BACKGROUND AND OBJECTIVE: With the development of global population aging, comorbidity (≥2 diseases) is a common health problem among elderly people. Osteoarthritis (OA) and osteoporosis (OP) are common in elderly individuals. There is a lack of drug therapy for OA and OP comorbidities. The purpose of this study was to explore the efficacy and mechanism of Longbie capsule (LBJN), which contains various plant herbs, in treating OA and OP comorbidities (OA + OP) in rats using metabolomics techniques. METHODS: We created an OA + OP rat model through bilateral oophorectomy combined with meniscus instability surgery. Thirty SD rats were randomly divided into five groups (six in each group), namely, the sham group, OA group, OA + OP group, LBJN low-dose group (0.625 g/kg, OA + OP+LB-L group) and LBJN high-dose group (1.25 g/kg, OA + OP+LB-H group). After 8 weeks of intervention, we used micro-CT to detect bone microstructure status, ELISA to measure bone metabolism indicators, and UPLC–MS technology for metabolomics analysis. Finally, the screened differentially expressed metabolites were subjected to Kyoto Encyclopedia of Genes and Genomes (KEGG) pathway and functional enrichment analysis. RESULTS: The micro-CT results showed that LBJN significantly improved the bone mineral density (BMD) and bone quality of subchondral bone in OA + OP rats, and LBJN regulated the expression of bone alkaline phosphatase (BALP), osteoprotegerin (OPG), and tartrate-resistant acid phosphatase (TRACP) in serum to maintain bone metabolism balance. Metabolomics analysis showed that the metabolic trajectory of OA + OP rats after intervention in the OA + OP+LB-H group showed significant changes, and 107 potential biomarkers could be identified.
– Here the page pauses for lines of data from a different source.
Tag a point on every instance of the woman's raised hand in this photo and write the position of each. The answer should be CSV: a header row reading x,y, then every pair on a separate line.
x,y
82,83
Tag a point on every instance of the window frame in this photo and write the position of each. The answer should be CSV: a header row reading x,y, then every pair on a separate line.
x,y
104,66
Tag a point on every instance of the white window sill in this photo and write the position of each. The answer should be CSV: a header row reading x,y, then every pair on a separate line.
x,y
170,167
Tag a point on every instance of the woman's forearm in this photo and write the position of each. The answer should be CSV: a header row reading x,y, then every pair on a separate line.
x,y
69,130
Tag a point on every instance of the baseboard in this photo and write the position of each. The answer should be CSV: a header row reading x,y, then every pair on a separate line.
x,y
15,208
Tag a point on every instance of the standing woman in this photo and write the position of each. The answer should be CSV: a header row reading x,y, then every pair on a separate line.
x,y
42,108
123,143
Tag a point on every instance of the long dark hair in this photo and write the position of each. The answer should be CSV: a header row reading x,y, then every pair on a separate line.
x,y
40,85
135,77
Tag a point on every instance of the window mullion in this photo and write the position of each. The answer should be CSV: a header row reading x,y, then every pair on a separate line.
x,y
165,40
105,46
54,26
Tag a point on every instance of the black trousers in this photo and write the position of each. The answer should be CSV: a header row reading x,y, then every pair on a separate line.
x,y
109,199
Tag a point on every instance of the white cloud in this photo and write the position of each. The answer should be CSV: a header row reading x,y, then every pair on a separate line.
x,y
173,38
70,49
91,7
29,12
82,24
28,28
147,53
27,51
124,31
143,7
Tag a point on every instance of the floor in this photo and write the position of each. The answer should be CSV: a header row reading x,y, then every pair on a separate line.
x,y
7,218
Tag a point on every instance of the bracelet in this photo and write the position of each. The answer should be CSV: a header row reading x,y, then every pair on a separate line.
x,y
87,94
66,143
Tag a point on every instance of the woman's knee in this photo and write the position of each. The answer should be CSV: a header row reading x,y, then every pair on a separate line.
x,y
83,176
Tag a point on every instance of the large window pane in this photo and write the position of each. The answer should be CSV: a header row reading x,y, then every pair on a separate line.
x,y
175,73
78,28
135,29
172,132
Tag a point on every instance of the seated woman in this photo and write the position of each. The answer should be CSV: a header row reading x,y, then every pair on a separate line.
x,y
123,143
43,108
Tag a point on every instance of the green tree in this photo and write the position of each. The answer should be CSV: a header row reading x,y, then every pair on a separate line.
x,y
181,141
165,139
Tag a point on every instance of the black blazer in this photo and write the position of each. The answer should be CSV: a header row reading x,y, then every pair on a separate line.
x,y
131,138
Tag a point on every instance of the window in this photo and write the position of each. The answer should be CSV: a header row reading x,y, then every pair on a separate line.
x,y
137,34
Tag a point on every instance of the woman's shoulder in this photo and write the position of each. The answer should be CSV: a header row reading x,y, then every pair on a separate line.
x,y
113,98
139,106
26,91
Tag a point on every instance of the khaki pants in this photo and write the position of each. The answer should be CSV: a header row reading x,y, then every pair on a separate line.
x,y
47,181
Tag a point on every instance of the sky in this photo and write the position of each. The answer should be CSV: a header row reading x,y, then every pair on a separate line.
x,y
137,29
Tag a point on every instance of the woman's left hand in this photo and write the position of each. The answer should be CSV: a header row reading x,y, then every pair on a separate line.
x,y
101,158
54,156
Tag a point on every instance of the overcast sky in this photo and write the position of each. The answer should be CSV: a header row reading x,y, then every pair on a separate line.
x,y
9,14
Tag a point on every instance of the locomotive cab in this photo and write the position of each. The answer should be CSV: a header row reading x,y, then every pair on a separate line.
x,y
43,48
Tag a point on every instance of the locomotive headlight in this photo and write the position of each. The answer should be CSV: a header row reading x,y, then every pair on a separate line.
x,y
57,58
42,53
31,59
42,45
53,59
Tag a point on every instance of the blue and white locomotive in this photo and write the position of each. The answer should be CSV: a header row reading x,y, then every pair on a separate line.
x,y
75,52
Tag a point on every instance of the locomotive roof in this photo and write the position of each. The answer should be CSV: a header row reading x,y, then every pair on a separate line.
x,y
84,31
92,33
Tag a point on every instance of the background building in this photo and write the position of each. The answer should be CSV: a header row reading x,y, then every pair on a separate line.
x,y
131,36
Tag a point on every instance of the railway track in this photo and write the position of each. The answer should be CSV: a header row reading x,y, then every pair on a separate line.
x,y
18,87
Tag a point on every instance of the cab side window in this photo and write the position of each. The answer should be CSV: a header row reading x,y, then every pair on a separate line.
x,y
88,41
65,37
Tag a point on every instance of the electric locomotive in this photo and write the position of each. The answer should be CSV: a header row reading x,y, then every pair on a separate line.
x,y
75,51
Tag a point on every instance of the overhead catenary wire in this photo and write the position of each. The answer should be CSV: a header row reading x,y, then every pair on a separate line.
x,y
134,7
Among them, 50 metabolites were upregulated (such as zeranol) and 57 were downregulated (such as vanillactic acid). The KEGG functional enrichment results indicated that the differentially expressed metabolites are mainly involved in amino acid metabolism, lipid metabolism, and carbohydrate metabolism. The KEGG pathway enrichment results indicated that LBJN may exert therapeutic effects on OA + OP rats by regulating the cAMP signaling pathway, and the FoxO signaling pathway. CONCLUSION: LBJN can maintain bone metabolism balance by regulating serum lipid metabolism, amino acid metabolism, carbohydrate metabolism, and estrogen, thereby reducing bone loss in subchondral bone, which may be a potential mechanism through which LBJN treats OA + OP.